We need unity at this time more than ever before. But, who is the shepherd of the unity to lead us win the battle against the dreaded Covid-19? I remember a Ghanaian adage which says: An army of sheep led by a lion can defeat an army of lions led by a sheep. When Ibn Makhtoum, the father of modern Dubai met with some strategists, they told him this story: “Every morning in Africa, a gazelle wakes up, it knows it must outrun the fastest lion or it will be killed. The lion knows it must run faster than the slowest gazelle, or it will starve. Al-Makhtoum answered that he wanted to be both a lion and a gazelle. We are gazelles, the coronavirus is the lion. Any procrastination from our side means the coronavirus will make us its meal. In this open letter, I aim at spotlighting the areas where the Kano State Government has remarkably done well; the areas where it does below expectation; and also to offer some game-changing recommendations that may help us flatten the infection curve faster and faster.

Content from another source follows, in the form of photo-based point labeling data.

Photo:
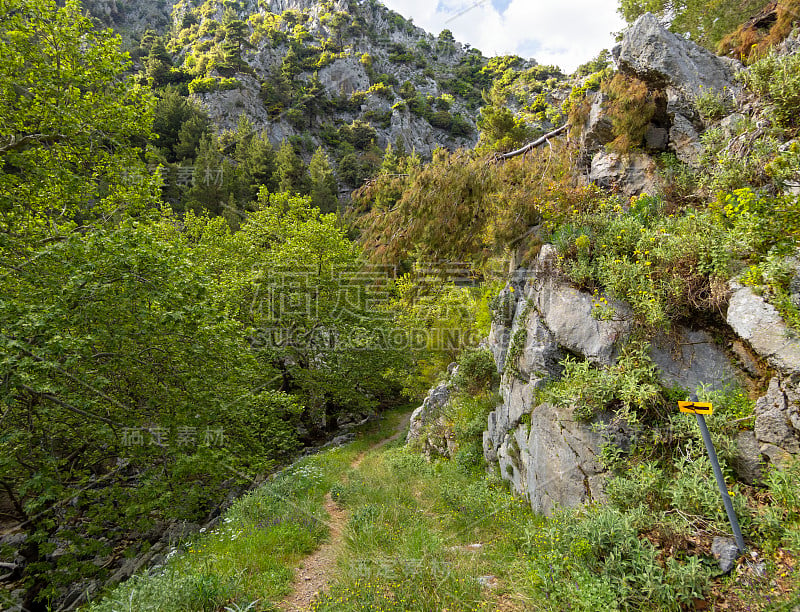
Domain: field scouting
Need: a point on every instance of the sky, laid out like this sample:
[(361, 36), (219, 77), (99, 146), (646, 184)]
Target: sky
[(566, 33)]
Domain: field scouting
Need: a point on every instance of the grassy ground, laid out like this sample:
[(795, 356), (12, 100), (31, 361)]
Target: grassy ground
[(441, 536)]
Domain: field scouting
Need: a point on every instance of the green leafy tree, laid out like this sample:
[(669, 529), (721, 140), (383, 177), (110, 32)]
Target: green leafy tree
[(178, 125), (69, 120)]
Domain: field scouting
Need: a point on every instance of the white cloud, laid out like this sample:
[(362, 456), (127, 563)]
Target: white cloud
[(562, 32)]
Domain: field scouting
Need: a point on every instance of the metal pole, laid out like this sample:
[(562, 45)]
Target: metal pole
[(723, 489)]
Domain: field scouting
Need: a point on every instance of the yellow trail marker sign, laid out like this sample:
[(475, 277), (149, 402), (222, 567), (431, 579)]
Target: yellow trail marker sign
[(695, 407)]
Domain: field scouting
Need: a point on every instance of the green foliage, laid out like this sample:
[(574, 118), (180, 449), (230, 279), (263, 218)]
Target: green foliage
[(70, 119), (782, 524), (290, 171), (772, 279), (210, 84), (631, 106), (476, 370), (629, 387), (778, 80), (714, 104), (441, 321), (178, 125), (596, 559)]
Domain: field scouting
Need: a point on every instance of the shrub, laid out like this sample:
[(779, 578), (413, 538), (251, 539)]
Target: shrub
[(442, 120), (476, 369), (630, 386), (778, 80), (630, 106)]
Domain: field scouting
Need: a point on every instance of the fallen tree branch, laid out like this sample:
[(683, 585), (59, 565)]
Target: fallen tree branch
[(532, 145)]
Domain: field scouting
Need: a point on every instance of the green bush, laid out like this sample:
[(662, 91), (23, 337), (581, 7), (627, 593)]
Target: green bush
[(777, 78), (210, 84), (630, 386), (596, 560), (476, 369)]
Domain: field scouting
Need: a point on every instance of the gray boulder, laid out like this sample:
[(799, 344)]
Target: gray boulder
[(726, 552), (760, 324), (657, 56), (685, 141), (632, 174), (563, 468), (777, 427), (656, 138), (567, 313), (597, 129), (427, 427), (688, 359)]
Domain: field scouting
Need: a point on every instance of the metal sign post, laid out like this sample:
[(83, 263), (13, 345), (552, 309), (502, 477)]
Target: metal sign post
[(700, 409)]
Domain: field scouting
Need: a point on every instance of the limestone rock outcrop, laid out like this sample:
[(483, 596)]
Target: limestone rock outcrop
[(657, 56), (548, 456), (428, 430)]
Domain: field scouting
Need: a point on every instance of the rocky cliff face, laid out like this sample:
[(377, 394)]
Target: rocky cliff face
[(552, 458), (405, 65), (548, 455), (677, 73)]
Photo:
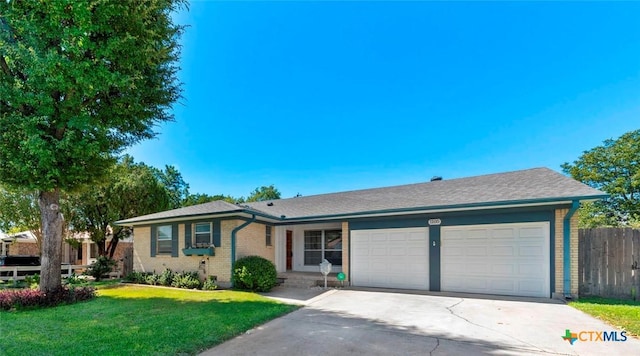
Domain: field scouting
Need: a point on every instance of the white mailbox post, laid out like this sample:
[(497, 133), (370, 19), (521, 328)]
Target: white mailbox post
[(325, 269)]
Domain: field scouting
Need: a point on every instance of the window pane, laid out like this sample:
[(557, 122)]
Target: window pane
[(335, 257), (203, 234), (164, 246), (313, 240), (333, 240), (203, 228), (164, 239), (312, 257), (164, 232)]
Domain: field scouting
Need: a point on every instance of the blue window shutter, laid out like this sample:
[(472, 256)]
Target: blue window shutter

Historically speaking, the last time governments in Kano and Nigeria were seriously proactive in the seasons of diseases outbreak was during the colonial period. At that time, the British colonial government had to racialize and segregate urban spaces between Africans and whites for fear of epidemics. In Kano, around 1930s, the planning ordinances provided for creating a buffer zone of 440 yards between African settlements and the so-called GRAs. This form of crude social distancing is today being re-created digitally in South Korea and Singapore among others in tracking suspected Covid-19 patients.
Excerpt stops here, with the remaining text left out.